I used Eigensoft to create a PCA plot of the South Asians in our Reference I dataset (a total of 398 samples) along with the first batch of South Asian Harappa Project participants (HRP0001 to HRP0009).
The PCA software removed 2 Makranis, 1 Sindhi, 1 Balochi and 1 Brahui as outliers, thus leaving us with 402 samples to perform a PCA on.
Here are the plots for the first four eigenvectors. Click to see bigger images.
If you have seen the South Asian plot at 23andme, the first plot here isn't very different except that it seems rotated.
UPDATE: Eigenvectors 1 through 4 explain 1.12%, 0.77%, 0.71% and 0.44% of the total variance.
Interesting, eigenvector 4 seems to capture variation between one group of Gujaratis and everyone else. Could you tell us the size of the eigenvalues?
By the way, ran some new PCAs with the HapMap Gujaratis and without the Amerindian populations. (I also went back to using R. gnuplot is too hard.) Here are the full PCA and a zoom into the South Asian cluster. Pretty much what you'd expect, I think. First dimension captures about 3.3 times more variation than the second one.
I also did a couple of ADMIXTURE runs at K=10 and higher. (Spreadsheet and barplot.) There's some weird/interesting stuff going on at higher K's, like a splitting-off of a Kurdish component from the generalized Caucasian/Kurdish component (both of which are present in the South Asian populations), but I'm reluctant to put it up without examining the most likely possibility -- that I'm screwing something up.
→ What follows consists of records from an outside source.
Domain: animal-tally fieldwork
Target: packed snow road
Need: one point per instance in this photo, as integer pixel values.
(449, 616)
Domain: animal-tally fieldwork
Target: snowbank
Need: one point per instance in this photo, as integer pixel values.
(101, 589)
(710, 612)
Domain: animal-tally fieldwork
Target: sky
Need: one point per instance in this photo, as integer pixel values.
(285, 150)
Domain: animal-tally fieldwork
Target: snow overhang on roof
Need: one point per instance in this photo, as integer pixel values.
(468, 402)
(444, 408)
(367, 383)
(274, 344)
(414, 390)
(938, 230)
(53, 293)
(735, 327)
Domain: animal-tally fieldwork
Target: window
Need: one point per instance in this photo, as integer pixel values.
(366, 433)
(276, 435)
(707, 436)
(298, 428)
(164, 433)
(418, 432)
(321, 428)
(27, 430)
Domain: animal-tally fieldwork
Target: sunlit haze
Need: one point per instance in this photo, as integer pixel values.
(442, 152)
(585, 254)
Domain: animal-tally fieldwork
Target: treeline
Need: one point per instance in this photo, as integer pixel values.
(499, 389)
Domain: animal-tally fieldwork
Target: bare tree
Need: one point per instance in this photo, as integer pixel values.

Interesting, eigenvector 4 seems to capture variation between one group of Gujaratis and everyone else. Could you tell us the size of the eigenvalues?
By the way, ran some new PCAs with the HapMap Gujaratis and without the Amerindian populations. (I also went back to using R. gnuplot is too hard.) Here are the full PCA and a zoom into the South Asian cluster. Pretty much what you'd expect, I think. First dimension captures about 3.3 times more variation than the second one.
I also did a couple of ADMIXTURE runs at K=10 and higher. (Spreadsheet and barplot.) There's some weird/interesting stuff going on at higher K's, like a splitting-off of a Kurdish component from the generalized Caucasian/Kurdish component (both of which are present in the South Asian populations), but I'm reluctant to put it up without examining the most likely possibility -- that I'm screwing something up.
(Sorry, reposting after closing HTML tags.)
Any idea how dr doug mcdonald generates this http://www.scs.illinois.edu/~mcdonald/PCA84pops.html
?
It's an animated three-dimensional PCA plot.
Take a look at the source code. It looks like simple Javascript.